Insights from Web intelligence are also critical to anticipating the course of technological development. This is important in the national security space for two broad reasons:

  1. It helps avoid technological surprise.
  • It helps inform our own decision-making regarding technology.
  • What is your vision for how Web intelligence could be used? The greatest potential for Web intelligence in the national security space is in bringing information and assessments from the entire Web together with the secure holdings and classified data sources of our national security community. By melding together the classified and unclassified domains our national security analysts can more quickly assess the nature of developing situations and better inform policy makers and operational military decision makers.

    Looking ahead, will Web intelligence become a standard piece of tradecraft in your community? Will it “go viral”?

    The national security community has always been quick to study new methods and new information sources and I have no doubt they will be moving quick to leverage all sources of information they can.
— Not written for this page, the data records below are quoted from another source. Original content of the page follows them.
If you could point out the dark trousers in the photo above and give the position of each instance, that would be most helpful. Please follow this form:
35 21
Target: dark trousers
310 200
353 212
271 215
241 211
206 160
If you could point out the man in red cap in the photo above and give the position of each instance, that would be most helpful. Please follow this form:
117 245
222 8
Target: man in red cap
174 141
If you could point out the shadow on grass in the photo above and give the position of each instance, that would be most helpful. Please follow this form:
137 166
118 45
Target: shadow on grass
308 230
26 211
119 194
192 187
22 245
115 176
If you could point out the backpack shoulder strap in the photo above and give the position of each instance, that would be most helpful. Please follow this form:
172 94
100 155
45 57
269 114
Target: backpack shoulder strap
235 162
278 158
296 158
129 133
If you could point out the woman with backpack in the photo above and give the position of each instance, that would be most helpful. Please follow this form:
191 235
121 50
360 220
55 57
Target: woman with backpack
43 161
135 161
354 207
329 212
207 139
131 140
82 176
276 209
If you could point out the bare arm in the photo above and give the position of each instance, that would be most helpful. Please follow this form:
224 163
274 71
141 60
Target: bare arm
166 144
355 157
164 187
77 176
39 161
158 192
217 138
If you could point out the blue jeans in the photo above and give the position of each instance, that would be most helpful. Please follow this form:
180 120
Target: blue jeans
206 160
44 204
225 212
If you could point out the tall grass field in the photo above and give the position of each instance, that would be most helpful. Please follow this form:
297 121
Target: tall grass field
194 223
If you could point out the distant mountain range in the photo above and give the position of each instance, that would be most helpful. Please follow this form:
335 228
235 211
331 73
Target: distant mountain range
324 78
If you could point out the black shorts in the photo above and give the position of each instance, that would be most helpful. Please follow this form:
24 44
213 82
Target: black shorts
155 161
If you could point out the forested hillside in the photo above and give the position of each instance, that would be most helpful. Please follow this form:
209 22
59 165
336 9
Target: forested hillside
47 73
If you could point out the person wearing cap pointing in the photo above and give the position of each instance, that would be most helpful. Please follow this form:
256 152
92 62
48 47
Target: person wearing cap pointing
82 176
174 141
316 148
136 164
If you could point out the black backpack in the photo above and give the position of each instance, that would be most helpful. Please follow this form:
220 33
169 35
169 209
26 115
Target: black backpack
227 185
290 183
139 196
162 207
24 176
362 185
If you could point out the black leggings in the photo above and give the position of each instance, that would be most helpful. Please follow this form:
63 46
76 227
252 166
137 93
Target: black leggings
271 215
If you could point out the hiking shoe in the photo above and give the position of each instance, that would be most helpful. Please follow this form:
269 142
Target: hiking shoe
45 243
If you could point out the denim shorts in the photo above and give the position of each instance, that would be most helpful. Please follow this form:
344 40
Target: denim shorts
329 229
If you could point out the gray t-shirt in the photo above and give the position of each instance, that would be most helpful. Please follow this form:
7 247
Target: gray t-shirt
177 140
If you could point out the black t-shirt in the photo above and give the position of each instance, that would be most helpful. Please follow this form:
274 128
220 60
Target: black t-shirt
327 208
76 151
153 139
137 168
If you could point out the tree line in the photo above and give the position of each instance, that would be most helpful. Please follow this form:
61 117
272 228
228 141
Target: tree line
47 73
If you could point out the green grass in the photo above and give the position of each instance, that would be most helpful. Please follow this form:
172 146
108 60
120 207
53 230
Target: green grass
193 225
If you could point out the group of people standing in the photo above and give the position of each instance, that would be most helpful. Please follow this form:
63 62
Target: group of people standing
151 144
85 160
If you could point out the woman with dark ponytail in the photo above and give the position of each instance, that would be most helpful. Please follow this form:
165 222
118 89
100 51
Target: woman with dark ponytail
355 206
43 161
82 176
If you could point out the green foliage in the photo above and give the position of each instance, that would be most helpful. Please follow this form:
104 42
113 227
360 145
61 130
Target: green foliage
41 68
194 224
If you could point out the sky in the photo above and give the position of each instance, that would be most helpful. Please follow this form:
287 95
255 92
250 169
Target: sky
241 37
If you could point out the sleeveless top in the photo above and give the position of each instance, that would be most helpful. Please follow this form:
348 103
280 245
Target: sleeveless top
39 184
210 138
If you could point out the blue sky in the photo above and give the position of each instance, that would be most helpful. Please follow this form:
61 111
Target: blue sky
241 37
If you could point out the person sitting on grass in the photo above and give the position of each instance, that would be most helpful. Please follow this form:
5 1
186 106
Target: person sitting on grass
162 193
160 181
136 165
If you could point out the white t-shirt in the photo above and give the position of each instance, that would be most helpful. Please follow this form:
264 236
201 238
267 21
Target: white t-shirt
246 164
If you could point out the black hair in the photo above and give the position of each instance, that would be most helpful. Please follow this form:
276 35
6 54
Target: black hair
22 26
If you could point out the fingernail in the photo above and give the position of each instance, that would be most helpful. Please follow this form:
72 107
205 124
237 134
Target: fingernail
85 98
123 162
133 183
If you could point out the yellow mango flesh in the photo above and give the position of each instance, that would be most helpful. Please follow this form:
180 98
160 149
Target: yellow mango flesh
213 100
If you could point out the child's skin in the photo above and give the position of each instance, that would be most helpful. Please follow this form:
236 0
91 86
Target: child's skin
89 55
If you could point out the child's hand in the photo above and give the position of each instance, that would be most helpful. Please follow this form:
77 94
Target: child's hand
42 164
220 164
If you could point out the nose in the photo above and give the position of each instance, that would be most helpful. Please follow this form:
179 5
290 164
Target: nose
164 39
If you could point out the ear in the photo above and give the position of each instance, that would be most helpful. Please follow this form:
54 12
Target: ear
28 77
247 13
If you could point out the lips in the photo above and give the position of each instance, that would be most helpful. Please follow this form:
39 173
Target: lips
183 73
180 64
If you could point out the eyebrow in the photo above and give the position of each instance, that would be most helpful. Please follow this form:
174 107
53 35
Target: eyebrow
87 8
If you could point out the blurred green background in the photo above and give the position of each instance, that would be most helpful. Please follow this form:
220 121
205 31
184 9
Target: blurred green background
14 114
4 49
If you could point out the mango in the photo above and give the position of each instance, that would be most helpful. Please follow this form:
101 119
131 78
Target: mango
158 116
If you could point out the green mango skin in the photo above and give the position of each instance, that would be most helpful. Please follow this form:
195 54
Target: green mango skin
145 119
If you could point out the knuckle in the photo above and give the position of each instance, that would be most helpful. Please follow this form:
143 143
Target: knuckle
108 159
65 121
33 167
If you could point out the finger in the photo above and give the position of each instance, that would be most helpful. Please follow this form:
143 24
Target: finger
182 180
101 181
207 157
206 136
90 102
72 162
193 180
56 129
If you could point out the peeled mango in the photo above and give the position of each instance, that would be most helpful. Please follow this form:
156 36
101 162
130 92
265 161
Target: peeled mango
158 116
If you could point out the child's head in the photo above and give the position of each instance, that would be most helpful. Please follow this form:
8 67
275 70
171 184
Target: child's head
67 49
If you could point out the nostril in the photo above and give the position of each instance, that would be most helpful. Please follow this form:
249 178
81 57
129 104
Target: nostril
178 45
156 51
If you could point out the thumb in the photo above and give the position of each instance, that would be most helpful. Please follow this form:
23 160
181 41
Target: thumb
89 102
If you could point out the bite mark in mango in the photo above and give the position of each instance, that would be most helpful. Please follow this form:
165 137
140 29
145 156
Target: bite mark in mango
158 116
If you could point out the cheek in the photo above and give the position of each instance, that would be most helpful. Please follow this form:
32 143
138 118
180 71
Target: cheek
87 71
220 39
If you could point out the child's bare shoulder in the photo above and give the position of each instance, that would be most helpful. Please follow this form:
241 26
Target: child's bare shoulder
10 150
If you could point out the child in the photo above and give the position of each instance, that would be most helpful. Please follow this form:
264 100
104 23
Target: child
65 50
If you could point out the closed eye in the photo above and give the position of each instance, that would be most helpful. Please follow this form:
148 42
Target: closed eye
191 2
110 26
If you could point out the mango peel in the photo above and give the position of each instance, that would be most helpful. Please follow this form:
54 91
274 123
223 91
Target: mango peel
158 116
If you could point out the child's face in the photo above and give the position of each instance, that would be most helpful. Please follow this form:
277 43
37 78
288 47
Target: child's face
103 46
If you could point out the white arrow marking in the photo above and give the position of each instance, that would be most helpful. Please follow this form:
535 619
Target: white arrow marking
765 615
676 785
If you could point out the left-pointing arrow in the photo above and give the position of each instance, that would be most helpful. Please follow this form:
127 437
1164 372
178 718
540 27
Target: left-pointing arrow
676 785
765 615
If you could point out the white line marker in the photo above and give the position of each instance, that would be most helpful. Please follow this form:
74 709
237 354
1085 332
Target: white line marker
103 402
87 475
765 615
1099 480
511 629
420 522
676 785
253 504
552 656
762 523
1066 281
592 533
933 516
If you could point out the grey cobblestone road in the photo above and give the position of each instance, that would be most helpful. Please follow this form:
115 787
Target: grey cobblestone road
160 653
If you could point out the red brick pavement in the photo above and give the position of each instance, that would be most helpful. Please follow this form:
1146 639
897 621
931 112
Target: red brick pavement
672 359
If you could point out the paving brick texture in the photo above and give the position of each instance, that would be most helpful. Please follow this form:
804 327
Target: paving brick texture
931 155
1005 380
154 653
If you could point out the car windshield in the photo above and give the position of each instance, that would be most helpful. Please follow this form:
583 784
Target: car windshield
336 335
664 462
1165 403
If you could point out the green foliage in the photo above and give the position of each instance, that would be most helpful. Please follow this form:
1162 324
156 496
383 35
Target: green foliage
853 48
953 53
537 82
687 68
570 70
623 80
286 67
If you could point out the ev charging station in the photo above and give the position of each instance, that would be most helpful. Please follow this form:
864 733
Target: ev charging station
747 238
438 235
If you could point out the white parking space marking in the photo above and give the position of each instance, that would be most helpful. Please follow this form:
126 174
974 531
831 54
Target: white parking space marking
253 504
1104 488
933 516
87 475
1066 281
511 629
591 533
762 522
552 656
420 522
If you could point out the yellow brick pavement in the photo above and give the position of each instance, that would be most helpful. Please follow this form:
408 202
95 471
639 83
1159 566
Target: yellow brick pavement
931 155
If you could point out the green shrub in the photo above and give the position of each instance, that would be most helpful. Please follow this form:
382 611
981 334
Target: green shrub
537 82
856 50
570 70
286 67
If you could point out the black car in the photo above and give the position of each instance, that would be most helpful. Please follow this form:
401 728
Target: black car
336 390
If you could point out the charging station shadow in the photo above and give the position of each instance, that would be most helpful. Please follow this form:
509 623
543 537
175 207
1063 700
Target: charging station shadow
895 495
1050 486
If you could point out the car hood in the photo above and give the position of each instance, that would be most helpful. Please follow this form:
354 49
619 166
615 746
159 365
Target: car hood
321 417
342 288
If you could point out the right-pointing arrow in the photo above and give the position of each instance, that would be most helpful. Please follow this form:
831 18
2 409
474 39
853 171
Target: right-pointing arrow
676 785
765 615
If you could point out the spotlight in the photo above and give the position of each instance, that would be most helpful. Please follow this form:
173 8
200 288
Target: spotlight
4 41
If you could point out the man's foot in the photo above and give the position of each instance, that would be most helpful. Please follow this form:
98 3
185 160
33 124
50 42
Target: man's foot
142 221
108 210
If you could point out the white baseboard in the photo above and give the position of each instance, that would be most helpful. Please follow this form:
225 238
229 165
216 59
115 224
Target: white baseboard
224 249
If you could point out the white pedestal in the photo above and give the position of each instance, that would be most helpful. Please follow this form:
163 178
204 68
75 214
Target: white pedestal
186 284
They are also always seeking to study what industry is doing so lessons can be learned there and I see a great opportunity for both industry and government in this new domain of Web intelligence.

    Bob Gourley

    Bob Gourley is the publisher of CTOvision.com and is the founder and CTO of Crucial Point LLC, a technology research and advisory firm. Bob’s first career was as a naval intelligence officer, which included operational tours in Europe and Asia. Bob was the first Director of Intelligence (J2) at DoD’s cyber defense organization JTF-CND. Also, he was named one of the top 25 most influential CTOs in the globe by Infoworld in 2007, and selected for AFCEAs award for meritorious service to the intelligence community in 2008.